Mi tornano alla mente le immagini del Papa in mondovisione, che celebra messa vestito da alta cerimonia, tutto solo in una grande piazza, vuota e resa ancora più spettrale dalla luce dell’imbrunire e dalla scenografia sontuosa…

Alla morte segue la rinascita. Alla morte segue la rinascita. Alla morte segue la rinascita.

La nostra civiltà è agonizzante, approfittiamo della situazione, prendiamo coraggio e infliggiamole il colpo di grazia. Che per rinascere bisogna guardare la morte in faccia, darle il benvenuto, aprirle la porta.
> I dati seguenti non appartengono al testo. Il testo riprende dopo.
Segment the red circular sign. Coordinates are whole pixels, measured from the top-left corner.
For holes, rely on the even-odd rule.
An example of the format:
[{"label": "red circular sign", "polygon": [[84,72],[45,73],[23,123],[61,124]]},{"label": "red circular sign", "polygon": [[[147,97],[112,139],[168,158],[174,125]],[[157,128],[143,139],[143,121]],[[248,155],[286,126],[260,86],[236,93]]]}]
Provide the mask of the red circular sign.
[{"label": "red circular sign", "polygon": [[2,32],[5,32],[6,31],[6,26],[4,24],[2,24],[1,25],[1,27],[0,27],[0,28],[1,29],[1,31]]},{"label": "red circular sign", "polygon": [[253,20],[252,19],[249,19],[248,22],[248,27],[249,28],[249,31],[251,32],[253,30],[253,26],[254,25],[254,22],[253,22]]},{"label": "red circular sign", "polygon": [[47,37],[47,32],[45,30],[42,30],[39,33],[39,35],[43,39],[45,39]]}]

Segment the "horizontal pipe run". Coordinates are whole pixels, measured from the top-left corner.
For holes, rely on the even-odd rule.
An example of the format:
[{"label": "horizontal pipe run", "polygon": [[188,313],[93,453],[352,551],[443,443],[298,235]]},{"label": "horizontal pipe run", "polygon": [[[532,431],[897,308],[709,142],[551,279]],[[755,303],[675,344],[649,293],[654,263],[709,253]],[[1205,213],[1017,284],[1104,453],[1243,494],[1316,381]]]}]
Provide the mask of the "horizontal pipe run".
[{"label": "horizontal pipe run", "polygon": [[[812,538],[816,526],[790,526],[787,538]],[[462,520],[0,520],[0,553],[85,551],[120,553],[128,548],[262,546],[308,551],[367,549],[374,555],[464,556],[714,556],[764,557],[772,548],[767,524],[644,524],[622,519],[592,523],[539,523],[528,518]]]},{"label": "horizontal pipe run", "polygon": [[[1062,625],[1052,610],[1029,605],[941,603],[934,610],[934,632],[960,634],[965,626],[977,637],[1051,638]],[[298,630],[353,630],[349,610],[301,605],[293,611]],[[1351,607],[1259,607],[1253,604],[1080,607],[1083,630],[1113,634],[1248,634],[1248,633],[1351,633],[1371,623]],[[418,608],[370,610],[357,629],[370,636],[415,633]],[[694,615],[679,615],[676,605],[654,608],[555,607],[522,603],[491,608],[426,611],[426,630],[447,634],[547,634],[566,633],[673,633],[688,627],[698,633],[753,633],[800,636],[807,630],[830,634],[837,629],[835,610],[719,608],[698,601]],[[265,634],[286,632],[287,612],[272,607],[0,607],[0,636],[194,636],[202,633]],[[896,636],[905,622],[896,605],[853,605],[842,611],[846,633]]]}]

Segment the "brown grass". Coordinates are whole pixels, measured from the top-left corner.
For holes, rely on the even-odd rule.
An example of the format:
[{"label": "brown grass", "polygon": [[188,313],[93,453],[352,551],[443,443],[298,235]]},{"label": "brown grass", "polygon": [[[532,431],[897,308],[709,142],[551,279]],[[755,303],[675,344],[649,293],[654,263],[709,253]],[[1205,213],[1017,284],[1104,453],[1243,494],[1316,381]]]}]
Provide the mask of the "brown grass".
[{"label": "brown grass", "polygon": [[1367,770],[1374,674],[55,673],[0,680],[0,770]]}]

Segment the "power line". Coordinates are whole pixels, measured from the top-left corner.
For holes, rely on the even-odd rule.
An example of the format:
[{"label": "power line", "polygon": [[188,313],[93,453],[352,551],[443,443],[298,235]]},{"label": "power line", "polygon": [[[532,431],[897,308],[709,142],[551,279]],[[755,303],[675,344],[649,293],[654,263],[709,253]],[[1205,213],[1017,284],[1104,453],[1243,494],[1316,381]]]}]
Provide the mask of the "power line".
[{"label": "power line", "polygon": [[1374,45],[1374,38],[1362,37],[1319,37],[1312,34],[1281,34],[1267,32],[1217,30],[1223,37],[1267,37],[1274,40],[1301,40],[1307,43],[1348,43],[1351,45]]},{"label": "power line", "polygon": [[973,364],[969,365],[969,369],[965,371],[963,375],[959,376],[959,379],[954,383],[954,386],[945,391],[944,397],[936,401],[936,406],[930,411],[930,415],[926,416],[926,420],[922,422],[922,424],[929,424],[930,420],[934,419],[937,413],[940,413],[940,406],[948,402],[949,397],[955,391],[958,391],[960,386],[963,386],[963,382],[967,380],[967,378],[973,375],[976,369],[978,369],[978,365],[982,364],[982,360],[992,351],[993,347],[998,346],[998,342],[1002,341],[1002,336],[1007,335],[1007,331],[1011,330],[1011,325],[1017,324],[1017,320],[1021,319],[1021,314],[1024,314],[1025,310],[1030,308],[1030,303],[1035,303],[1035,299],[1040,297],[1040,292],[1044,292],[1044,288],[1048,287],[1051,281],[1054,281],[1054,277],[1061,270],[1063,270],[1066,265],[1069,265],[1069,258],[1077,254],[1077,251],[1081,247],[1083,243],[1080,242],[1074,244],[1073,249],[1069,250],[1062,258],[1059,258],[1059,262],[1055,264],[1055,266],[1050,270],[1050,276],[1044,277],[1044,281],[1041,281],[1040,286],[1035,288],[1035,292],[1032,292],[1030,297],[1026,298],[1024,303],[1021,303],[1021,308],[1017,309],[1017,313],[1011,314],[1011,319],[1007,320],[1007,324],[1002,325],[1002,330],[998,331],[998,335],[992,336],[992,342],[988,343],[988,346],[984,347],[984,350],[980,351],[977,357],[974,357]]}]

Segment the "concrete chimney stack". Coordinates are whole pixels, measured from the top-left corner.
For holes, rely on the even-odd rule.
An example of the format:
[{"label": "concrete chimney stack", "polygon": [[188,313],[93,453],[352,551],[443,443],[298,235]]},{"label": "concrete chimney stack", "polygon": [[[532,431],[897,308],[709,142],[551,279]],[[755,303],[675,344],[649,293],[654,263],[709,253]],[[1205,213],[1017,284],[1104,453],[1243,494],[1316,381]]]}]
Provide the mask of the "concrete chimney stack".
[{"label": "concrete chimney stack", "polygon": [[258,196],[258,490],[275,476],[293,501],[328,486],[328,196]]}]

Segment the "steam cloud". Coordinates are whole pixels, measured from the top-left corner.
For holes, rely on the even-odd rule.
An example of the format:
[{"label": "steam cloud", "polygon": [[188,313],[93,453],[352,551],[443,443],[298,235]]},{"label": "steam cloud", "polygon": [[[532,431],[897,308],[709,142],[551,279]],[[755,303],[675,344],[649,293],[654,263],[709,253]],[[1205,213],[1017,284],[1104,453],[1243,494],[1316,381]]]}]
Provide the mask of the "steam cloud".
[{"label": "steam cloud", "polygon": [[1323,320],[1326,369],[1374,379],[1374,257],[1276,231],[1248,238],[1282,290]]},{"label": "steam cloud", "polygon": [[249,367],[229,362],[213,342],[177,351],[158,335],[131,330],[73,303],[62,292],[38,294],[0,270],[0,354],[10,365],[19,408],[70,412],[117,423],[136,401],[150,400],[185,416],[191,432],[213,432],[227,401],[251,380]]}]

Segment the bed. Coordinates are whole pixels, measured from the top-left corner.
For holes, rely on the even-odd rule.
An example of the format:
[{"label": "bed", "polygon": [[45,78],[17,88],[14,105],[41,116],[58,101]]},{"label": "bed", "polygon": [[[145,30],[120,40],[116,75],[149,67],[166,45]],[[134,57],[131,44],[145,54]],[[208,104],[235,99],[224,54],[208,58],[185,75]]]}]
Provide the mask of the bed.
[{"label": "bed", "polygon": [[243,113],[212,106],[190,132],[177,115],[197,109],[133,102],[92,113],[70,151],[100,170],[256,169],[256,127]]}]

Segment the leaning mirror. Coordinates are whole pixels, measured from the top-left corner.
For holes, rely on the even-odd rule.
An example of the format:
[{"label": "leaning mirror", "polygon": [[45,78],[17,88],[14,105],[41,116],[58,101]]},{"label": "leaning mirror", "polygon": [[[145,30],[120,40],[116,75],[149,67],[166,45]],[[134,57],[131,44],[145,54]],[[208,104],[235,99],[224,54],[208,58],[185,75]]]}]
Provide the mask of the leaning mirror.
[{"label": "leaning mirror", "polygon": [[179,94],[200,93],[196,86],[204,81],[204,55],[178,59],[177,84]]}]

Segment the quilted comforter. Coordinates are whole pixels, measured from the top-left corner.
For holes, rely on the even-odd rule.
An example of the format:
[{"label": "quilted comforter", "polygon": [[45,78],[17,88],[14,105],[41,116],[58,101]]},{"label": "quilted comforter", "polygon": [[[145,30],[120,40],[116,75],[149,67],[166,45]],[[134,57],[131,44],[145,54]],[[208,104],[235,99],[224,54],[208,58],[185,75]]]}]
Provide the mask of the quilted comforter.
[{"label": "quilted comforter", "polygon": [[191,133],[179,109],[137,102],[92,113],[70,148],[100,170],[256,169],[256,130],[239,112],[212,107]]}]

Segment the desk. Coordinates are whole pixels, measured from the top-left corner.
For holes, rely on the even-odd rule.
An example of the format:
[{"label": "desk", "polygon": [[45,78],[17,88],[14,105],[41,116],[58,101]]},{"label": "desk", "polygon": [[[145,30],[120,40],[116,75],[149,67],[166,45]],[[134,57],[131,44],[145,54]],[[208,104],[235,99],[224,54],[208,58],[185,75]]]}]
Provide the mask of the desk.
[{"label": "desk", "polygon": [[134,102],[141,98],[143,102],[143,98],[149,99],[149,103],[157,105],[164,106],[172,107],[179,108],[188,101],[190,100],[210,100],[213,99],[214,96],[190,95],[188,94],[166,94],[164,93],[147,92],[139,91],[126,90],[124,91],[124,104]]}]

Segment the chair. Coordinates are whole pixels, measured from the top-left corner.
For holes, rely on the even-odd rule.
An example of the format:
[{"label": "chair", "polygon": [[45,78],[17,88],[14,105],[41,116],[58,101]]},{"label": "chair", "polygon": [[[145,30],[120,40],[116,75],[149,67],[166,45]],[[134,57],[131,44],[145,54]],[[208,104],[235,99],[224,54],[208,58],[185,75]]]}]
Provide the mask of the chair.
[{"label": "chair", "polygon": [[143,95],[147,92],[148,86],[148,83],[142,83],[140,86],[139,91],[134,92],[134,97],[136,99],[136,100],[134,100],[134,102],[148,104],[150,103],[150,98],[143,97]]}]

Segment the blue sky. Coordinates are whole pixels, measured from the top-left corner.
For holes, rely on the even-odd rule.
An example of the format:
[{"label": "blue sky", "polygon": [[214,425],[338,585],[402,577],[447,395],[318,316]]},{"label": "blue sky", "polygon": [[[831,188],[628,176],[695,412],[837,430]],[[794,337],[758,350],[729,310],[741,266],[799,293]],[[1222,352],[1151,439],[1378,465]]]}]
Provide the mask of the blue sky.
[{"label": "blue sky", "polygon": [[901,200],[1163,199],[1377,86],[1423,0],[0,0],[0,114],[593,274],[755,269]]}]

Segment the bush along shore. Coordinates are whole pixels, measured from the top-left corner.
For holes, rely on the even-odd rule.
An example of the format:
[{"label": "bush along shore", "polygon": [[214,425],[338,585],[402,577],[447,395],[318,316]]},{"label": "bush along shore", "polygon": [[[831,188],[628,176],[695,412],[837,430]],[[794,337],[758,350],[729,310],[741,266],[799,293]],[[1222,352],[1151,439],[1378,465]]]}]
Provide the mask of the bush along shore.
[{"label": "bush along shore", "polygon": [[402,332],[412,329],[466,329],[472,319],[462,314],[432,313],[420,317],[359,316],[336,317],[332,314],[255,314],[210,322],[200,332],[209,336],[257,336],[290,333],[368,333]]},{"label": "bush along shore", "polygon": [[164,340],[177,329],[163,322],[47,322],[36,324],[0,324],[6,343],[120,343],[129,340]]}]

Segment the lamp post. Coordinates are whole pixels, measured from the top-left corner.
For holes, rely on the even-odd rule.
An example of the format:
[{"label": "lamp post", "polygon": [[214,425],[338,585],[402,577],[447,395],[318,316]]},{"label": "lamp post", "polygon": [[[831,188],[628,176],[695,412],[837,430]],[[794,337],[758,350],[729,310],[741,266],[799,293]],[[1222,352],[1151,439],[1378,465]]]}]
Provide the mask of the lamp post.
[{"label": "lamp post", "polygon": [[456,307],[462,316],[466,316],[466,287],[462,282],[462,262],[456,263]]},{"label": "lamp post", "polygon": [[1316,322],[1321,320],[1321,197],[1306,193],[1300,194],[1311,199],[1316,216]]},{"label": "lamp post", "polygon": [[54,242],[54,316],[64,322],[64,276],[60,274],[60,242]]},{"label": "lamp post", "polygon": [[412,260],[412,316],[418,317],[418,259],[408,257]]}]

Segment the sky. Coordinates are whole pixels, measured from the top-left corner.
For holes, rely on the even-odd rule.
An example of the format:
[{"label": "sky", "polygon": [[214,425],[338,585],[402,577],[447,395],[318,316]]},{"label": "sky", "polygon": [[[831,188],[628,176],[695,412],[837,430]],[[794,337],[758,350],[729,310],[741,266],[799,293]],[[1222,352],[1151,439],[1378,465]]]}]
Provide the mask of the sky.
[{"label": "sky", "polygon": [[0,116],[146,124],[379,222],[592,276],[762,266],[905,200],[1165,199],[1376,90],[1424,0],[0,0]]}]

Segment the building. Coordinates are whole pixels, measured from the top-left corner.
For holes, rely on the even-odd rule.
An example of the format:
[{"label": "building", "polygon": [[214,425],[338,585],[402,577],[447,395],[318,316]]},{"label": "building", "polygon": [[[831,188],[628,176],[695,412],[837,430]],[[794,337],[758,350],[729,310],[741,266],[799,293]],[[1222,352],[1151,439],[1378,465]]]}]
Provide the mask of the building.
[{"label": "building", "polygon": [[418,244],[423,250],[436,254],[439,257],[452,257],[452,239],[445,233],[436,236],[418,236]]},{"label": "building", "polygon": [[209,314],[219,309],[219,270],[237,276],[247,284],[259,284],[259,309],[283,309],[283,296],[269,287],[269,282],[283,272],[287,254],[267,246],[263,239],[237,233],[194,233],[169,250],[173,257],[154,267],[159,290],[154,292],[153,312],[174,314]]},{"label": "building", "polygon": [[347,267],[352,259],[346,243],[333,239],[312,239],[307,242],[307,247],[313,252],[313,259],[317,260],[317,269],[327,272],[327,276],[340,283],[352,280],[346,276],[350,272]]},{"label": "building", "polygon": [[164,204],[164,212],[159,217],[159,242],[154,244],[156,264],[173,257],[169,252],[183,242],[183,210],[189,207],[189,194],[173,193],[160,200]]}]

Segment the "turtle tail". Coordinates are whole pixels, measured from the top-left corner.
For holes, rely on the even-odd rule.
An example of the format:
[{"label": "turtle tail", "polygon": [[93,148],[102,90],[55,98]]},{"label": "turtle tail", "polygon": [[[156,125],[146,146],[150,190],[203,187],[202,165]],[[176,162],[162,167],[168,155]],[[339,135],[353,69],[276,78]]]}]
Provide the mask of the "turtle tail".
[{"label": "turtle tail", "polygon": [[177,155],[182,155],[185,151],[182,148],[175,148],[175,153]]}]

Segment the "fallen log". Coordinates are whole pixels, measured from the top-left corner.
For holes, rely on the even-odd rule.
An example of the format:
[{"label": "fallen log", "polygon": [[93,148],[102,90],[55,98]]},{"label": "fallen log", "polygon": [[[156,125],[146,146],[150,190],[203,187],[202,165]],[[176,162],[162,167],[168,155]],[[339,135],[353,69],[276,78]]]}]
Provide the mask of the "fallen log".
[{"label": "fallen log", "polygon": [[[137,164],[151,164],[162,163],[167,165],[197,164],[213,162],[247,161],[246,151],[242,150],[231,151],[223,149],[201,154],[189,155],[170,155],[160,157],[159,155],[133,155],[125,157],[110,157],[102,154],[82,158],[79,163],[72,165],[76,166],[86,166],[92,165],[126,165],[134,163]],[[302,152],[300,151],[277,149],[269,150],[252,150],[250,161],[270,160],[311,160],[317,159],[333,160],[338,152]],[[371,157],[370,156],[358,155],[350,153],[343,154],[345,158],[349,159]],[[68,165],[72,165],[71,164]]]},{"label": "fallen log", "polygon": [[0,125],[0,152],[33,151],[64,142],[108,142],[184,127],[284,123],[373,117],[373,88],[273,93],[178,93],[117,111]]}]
Saremo capaci di usare questo tempo regalato per immaginare rinnovati modi e inedite gerarchie da proporre e imporre al mondo?

Ci parlano solo di fasi.

fase 1

preparazione fase 2

fase 2

In una situazione già grave, come al solito, si fa leva sulla paura della gente.

Che un popolo spaventato si governa meglio.

Saremo controllati a vista,

Avremo i checkpoint per le strade.

Ogni due settimane ci annunciano un nuovo prolungamento del lockdown assoluto, ma nessuno si è ancora degnato di fare un ammissione di colpa, di chiedere scusa per i danni causati.

E intanto, mentre restiamo sospesi in questa bolla temporale, si prospetta un futuro prossimo fatto di ristoranti con tavoli per uno, mezzi pubblici con la metà delle sedie, posti alternati ovunque (c’è addirittura chi ipotizza che a settembre si tornerà in classe a turno, per evitare le classi affollate).

Per assicurare la distanza di sicurezza si lavorerà per creare spazio.

E così il vuoto entrerà a far parte del nostro quotidiano, i posti vuoti ci faranno compagnia ovunque, come delle assenze onnipresenti, sempre lì, pronte a ricordarci chi non c’è, chi non ce l’ha fatta o chi è invisibile.

Le famiglie che non hanno più di che fare le spese e aspettano in fila davanti alla Caritas, i malati che attendono di essere operati o almeno visitati, i morti andati via senza un saluto, i rifugiati, lasciati in balia del virus, dimenticati, le tante vittime di violenza…

Io osservo tutto e sto.

Voglio solo sentire il mio respiro, ora.

Voglio solo mantenere una posizione, allungare una determinata parte del corpo, rilassare le tensioni nel collo, farmi attraversare da luce e energia.

Rifiuto le dirette streaming, oggi riesco a muovermi solo per me, in forma privata, intima.

Non ho nulla da dire, se non che solo la poesia continua ad aver senso per me, solo il ‘futile’ mi risulta sempre più vitale.

E io sto e mi cospargo di poesia, in attesa di uscire di qui e, ancora una volta, compiere il miracolo e rinascere dalle mie ceneri.